Le thème que je vous propose d’étudier ensemble au cours de ce séminaire du mois de juin prochain est celui du patrimoine, un mot dont il est difficile de donner une traduction exacte en anglais en raison sa polysémie (le mot heritage s’en rapproche sans doute le plus). Le patrimoine a connu une forte extension depuis la fin des années 1970 en France, qu’elle soit d’ordre chronologique, topographique, catégorielle ou encore conceptuelle. Le patrimoine est en effet aussi composé d’œuvres qui ne sont pas forcément retenues pour leur valeur esthétique, mais qui portent en elles une charge historique ou mémorielle importante. En France comme ailleurs, le patrimoine n’est pas toujours un sujet consensuel et nous verrons les tensions qui existent parfois autour de cette question.
De plus, le patrimoine de la période contemporaine, et plus particulièrement celui du 20e siècle, a connu de nombreuses vicissitudes. Sa reconnaissance s’est faite tardivement et encore aujourd’hui de nombreux édifices sont détruits ou transformés sans respecter la valeur originale du lieu.
Nous allons tenter de comprendre durant ces journées comment s’est opéré cette reconnaissance et comment s’est forgée la notion de patrimoine en France à l’époque contemporaine et ses récentes évolutions. Nous évoquerons plus particulièrement le patrimoine architectural du 20e siècle à travers quelques exemples comme la piscine Molitor à Paris ou les halles Boulingrin à Reims.
Lorsque l’on demande à un Français ce qu’évoque pour lui le mot « patrimoine », il pense en général au patrimoine bâti, à l’architecture, mais le patrimoine recouvre également d’autres significations, comme le patrimoine immatériel qui inclut les chants et les danses d’une culture, comme le Fest-noz en Bretagne.
Nous verrons également l’importance de la mémoire et de ses liens ou tensions avec le patrimoine.
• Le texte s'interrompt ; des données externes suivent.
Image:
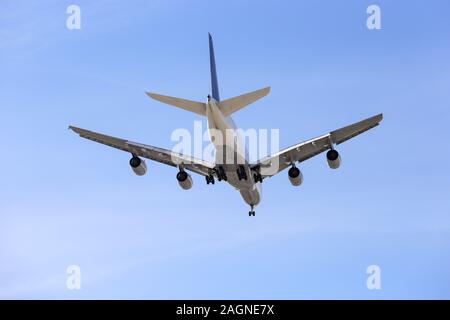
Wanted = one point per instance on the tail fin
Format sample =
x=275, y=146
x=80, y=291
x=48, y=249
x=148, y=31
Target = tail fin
x=192, y=106
x=234, y=104
x=212, y=62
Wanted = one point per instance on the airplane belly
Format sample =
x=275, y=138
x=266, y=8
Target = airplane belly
x=251, y=196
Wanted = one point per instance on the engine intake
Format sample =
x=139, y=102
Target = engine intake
x=295, y=176
x=333, y=159
x=138, y=165
x=184, y=180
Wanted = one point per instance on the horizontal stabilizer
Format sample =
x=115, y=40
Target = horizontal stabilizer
x=234, y=104
x=193, y=106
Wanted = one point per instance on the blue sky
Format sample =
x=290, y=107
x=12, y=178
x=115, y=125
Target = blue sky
x=67, y=201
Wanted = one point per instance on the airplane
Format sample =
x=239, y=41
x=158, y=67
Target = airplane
x=243, y=176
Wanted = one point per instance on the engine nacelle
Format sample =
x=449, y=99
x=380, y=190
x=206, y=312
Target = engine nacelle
x=333, y=159
x=184, y=180
x=138, y=165
x=295, y=176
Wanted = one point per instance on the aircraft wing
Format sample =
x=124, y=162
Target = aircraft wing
x=271, y=165
x=149, y=152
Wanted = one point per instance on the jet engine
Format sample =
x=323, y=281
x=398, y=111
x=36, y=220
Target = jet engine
x=333, y=159
x=184, y=180
x=138, y=165
x=295, y=176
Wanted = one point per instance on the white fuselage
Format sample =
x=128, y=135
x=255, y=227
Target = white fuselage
x=231, y=153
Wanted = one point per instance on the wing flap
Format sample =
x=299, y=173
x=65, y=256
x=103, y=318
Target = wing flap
x=149, y=152
x=303, y=151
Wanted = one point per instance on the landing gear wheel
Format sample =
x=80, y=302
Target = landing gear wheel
x=209, y=179
x=242, y=175
x=257, y=177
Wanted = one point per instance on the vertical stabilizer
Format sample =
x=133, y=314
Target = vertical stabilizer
x=212, y=61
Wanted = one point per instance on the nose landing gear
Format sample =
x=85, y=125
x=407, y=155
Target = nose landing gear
x=210, y=179
x=251, y=212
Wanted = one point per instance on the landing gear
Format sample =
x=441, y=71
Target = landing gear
x=257, y=177
x=242, y=175
x=210, y=179
x=221, y=175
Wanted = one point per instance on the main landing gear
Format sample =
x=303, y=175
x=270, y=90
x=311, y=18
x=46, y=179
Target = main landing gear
x=221, y=175
x=251, y=212
x=257, y=177
x=242, y=175
x=210, y=179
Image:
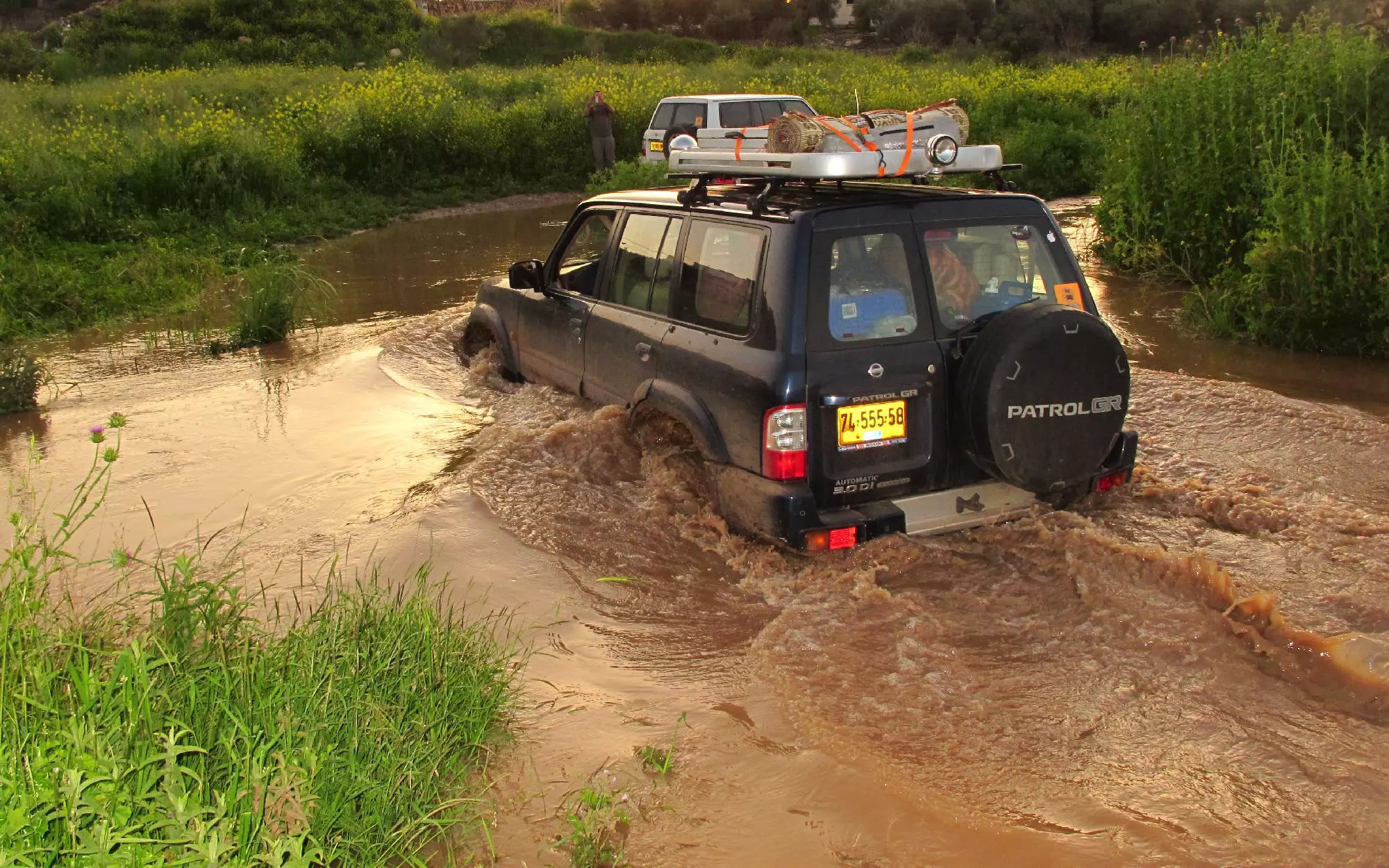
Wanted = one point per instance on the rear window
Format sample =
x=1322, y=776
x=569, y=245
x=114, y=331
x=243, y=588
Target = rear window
x=870, y=288
x=719, y=277
x=738, y=115
x=770, y=110
x=979, y=270
x=663, y=117
x=688, y=115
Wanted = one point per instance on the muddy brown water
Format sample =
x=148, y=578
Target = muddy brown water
x=1067, y=690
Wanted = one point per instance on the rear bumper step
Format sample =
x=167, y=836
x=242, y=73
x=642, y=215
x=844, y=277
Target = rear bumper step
x=963, y=508
x=788, y=510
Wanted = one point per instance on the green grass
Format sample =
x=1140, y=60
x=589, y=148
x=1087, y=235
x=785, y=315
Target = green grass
x=599, y=823
x=1261, y=172
x=660, y=760
x=130, y=195
x=22, y=376
x=630, y=176
x=276, y=299
x=176, y=728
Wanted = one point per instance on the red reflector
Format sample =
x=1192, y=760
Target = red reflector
x=1112, y=481
x=844, y=538
x=784, y=466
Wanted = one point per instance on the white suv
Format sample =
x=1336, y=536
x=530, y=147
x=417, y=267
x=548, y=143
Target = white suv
x=715, y=113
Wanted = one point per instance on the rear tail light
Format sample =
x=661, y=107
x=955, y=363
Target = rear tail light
x=833, y=540
x=784, y=442
x=1112, y=481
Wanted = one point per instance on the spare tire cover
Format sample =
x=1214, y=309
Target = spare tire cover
x=1041, y=397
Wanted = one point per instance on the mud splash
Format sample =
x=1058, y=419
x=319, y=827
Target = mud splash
x=1126, y=676
x=1188, y=671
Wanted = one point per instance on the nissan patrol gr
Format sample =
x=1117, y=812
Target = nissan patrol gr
x=851, y=359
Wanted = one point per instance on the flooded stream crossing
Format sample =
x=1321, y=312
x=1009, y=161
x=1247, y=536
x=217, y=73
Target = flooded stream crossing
x=1108, y=687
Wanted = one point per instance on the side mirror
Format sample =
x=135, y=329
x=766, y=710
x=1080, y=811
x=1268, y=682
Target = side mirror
x=526, y=274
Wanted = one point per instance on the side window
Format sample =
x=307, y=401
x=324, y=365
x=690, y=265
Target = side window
x=690, y=115
x=583, y=256
x=985, y=269
x=638, y=260
x=738, y=115
x=870, y=288
x=719, y=277
x=767, y=112
x=665, y=113
x=666, y=270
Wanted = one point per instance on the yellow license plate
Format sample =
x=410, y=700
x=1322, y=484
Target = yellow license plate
x=869, y=426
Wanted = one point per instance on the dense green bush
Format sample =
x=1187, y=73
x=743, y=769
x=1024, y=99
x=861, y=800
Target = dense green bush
x=174, y=728
x=127, y=195
x=630, y=176
x=19, y=55
x=1258, y=170
x=1023, y=28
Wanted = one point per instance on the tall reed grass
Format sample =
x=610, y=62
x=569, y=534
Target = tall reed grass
x=274, y=299
x=22, y=376
x=176, y=728
x=1259, y=172
x=127, y=195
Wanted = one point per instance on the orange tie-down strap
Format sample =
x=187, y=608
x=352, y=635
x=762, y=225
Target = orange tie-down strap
x=831, y=128
x=906, y=152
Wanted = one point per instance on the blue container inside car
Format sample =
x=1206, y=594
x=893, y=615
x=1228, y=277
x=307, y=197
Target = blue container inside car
x=860, y=313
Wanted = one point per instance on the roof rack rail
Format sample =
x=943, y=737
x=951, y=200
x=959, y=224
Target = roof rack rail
x=834, y=166
x=756, y=191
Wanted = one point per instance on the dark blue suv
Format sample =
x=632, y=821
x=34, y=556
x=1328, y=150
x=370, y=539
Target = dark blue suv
x=851, y=359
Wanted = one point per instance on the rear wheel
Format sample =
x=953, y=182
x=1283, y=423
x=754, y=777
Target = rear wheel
x=477, y=341
x=670, y=444
x=679, y=131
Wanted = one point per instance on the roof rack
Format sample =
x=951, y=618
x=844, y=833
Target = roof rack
x=756, y=191
x=834, y=166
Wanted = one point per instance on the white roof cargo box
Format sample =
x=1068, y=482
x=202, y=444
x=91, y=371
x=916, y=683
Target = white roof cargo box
x=754, y=162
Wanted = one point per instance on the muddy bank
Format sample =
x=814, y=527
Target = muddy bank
x=1074, y=688
x=1074, y=674
x=520, y=202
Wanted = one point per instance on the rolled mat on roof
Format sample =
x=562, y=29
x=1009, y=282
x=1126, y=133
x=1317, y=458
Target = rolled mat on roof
x=876, y=130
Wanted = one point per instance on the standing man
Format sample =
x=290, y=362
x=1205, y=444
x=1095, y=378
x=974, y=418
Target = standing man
x=601, y=131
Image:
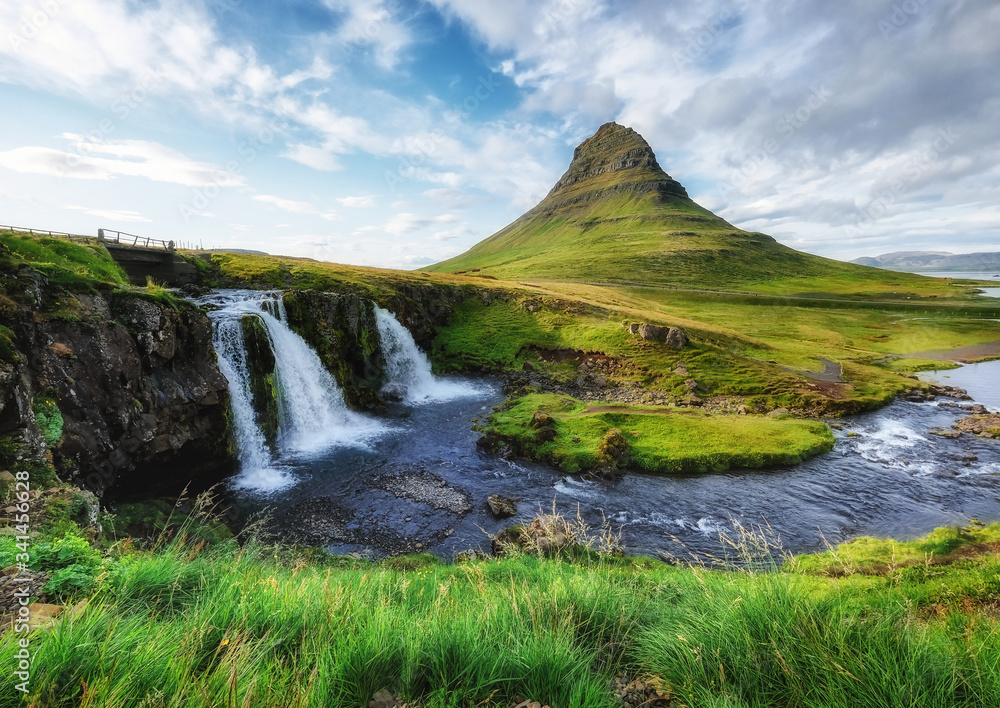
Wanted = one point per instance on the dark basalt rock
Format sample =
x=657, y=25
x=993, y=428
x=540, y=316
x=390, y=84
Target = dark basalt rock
x=341, y=328
x=140, y=396
x=613, y=148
La mémoire devient en effet un nouvel objet d’étude pour les historiens comme l’ont montré les travaux de Pierre Nora. L’architecture industrielle, sorte de « patrimoine de la douleur », a connu en France une reconnaissance récente, comme les forges du Creusot ou encore le bassin minier du Nord-Pas-de-Calais. Le patrimoine de la Reconstruction a lui aussi une charge mémorielle forte. En France, sa reconnaissance est récente comme au Havre, ville classée au patrimoine mondial de l’Unesco.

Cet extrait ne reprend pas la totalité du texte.